- Born: Shen Changyin January 26, 1976 Shen Changping March 8, 1983 China
- Died: Shen Changyin April 27, 2006 (aged 30) China Shen Changping April 27, 2006 (aged 23) China
- Criminal status: Executed by lethal injection^{[citation needed]}
- Conviction: Murder (11 counts)
- Criminal penalty: Death

Details
- Victims: 11
- Span of crimes: 1999–2004
- Country: China
- States: Henan; Gansu; Shanxi; Anhui; Inner Mongolia; Hebei;
- Date apprehended: August 2004

= Shen Changyin and Shen Changping =

Chinese serial killer duo

The brothers Shen Changyin (沈长银, January 26, 1975 – April 27, 2006) and Shen Changping (沈长平, March 8, 1983 – April 27, 2006) were Chinese serial killers and cannibals who murdered and ate the livers of 11 prostitutes between June 2003 and August 2004. They were aided by Li Chunling and three other female accomplices.

== Murders ==
In June 2003, the Shen brothers began murdering prostitutes in Lanzhou, Gansu, China.
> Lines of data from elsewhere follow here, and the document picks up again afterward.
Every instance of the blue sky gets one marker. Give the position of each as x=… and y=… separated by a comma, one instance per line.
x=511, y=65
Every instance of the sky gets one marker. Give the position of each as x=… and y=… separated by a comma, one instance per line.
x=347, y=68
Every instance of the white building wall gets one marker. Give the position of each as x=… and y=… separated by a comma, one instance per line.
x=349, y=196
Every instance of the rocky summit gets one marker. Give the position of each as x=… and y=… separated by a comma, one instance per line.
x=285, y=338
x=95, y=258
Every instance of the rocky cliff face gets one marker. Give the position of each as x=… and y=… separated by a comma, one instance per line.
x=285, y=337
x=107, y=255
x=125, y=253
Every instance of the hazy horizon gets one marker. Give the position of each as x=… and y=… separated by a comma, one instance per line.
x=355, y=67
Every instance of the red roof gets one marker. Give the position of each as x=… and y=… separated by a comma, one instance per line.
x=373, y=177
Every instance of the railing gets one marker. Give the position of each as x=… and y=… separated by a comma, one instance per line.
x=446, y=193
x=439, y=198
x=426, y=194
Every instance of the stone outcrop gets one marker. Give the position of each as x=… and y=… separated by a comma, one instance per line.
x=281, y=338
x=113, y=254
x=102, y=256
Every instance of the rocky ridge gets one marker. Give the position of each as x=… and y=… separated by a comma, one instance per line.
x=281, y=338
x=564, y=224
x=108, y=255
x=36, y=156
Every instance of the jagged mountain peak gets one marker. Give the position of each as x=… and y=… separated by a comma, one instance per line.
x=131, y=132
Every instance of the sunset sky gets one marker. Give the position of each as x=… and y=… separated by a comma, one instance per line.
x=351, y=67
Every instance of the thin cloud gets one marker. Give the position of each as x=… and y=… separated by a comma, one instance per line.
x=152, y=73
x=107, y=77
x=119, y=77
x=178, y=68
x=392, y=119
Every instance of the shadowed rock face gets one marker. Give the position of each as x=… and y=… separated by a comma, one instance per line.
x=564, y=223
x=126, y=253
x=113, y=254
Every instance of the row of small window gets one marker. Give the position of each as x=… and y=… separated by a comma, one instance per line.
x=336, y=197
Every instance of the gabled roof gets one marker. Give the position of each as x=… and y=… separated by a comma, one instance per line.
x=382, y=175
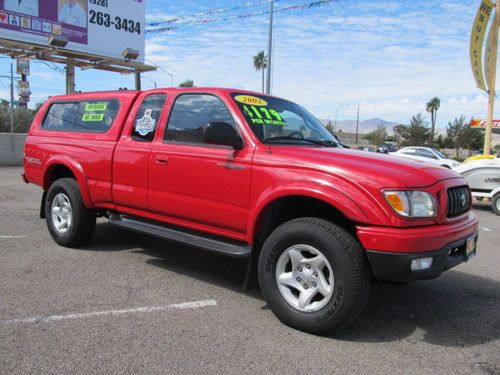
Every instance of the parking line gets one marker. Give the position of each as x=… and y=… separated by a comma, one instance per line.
x=136, y=310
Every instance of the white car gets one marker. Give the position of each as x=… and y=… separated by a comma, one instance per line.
x=426, y=154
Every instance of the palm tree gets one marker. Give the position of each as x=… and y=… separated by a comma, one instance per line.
x=432, y=107
x=260, y=63
x=187, y=83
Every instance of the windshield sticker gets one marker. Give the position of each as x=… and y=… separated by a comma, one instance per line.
x=96, y=106
x=92, y=117
x=261, y=115
x=248, y=99
x=146, y=124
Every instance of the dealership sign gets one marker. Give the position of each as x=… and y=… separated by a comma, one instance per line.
x=482, y=123
x=98, y=27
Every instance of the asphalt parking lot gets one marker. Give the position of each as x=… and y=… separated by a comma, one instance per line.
x=131, y=303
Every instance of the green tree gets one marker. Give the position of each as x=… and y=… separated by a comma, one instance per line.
x=432, y=107
x=456, y=134
x=472, y=138
x=415, y=134
x=260, y=63
x=187, y=83
x=378, y=136
x=440, y=141
x=22, y=119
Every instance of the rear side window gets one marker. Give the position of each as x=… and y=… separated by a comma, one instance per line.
x=191, y=114
x=147, y=118
x=86, y=116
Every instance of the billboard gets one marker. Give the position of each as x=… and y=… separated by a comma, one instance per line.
x=99, y=27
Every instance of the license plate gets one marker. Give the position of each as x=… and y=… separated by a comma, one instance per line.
x=470, y=247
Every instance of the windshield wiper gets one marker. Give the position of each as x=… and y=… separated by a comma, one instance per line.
x=323, y=142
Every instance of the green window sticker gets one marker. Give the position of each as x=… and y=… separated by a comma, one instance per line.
x=263, y=115
x=93, y=117
x=96, y=106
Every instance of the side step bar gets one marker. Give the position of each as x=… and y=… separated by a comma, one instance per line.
x=191, y=238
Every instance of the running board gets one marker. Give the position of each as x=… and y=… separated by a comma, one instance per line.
x=191, y=238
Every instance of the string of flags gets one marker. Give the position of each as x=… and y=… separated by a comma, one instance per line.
x=176, y=24
x=209, y=12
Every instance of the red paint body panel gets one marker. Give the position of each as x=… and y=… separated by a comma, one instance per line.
x=222, y=191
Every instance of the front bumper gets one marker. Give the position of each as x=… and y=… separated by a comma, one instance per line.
x=416, y=239
x=396, y=267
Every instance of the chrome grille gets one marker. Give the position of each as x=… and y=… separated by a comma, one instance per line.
x=459, y=201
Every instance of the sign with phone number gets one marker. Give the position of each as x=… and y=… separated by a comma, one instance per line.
x=104, y=28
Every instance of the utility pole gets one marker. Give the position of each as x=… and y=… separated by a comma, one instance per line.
x=336, y=112
x=137, y=80
x=357, y=126
x=270, y=49
x=12, y=100
x=70, y=76
x=493, y=44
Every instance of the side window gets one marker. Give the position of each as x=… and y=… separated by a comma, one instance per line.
x=147, y=118
x=190, y=115
x=409, y=151
x=426, y=153
x=86, y=116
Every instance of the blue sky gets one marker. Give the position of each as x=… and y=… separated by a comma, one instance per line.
x=388, y=56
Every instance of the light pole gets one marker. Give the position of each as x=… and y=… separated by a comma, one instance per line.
x=163, y=70
x=336, y=111
x=150, y=80
x=269, y=49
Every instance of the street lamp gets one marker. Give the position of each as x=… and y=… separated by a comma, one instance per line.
x=149, y=79
x=163, y=70
x=336, y=111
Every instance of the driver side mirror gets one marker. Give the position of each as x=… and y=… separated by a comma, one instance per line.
x=221, y=133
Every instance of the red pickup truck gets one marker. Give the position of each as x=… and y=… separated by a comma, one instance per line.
x=249, y=175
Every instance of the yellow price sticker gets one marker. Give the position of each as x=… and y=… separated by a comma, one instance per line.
x=252, y=100
x=92, y=117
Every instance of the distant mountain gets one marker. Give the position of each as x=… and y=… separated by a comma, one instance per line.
x=365, y=126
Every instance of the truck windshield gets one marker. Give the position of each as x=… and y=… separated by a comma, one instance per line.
x=279, y=121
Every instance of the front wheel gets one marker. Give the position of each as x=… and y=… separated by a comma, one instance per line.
x=70, y=223
x=314, y=275
x=495, y=203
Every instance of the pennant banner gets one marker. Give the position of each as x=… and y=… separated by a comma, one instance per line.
x=208, y=12
x=305, y=6
x=491, y=54
x=476, y=41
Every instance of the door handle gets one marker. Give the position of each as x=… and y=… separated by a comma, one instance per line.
x=161, y=159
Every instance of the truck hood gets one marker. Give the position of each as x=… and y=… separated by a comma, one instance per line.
x=364, y=168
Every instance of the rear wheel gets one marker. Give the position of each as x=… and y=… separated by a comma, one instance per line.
x=495, y=203
x=314, y=275
x=70, y=223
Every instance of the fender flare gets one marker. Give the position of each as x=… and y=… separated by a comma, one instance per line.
x=328, y=194
x=77, y=170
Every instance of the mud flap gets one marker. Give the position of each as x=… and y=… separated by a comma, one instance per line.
x=42, y=205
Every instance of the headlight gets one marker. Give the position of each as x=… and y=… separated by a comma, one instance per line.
x=411, y=203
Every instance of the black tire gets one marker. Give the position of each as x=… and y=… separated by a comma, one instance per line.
x=83, y=219
x=495, y=204
x=352, y=278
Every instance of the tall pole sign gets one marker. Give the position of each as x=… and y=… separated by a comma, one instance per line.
x=476, y=47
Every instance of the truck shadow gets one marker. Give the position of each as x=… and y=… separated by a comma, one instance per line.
x=456, y=310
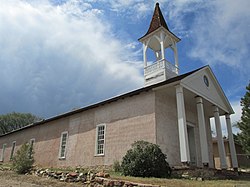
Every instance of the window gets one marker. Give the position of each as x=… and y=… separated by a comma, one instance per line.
x=3, y=150
x=12, y=149
x=62, y=152
x=31, y=147
x=100, y=139
x=32, y=141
Their first victim was Yao Fang, whom they lured to a house and tied up. After forcing her to provide her bank account PIN, they strangled and dismembered her.

In late November 2003, the Shens robbed Li Chunling in the same manner as Yao; however, they decided against killing her when she offered to bring them more victims. When Li brought them a woman several days later, the brothers robbed her then forced Li to kill her. Then they removed her kidney, burned her body with sulphuric acid, and flushed it down the toilet. The victim was a prostitute.

After murdering three more women in this manner, the Shens and Li moved to Taiyuan, Shanxi, in April 2004. There they lured Zhao Meiying and forced her to bring a prostitute to their home. The Shens then forced Zhao to stab the woman and put the body in a meat processor before flushing the chemical-dipped pieces down the toilet.

After Zhao surrendered to police and Li was caught, the Shens continued to murder women in Hefei, Baotou, and Shijiazhuang.

== Arrest and sentencing ==
In August 2004, the Shens and an accomplice, Du Surong, were caught in a Shijiazhuang apartment while trying to douse the dismembered body of a victim with acid. The Shens confessed to robbing and killing 11 women. They had plotted the murders after they lost money when their Lanzhou auto parts business failed. Shen Changyin also confessed to murdering a man in their hometown of Nanwu, Henan, in 1999, after which the brothers fled in 2000.

The Shens and Li were sentenced to death in September 2005. Three other female accomplices were sentenced to three to 20 years in prison.

The Shens and Li were all executed by lethal injection on April 27, 2006.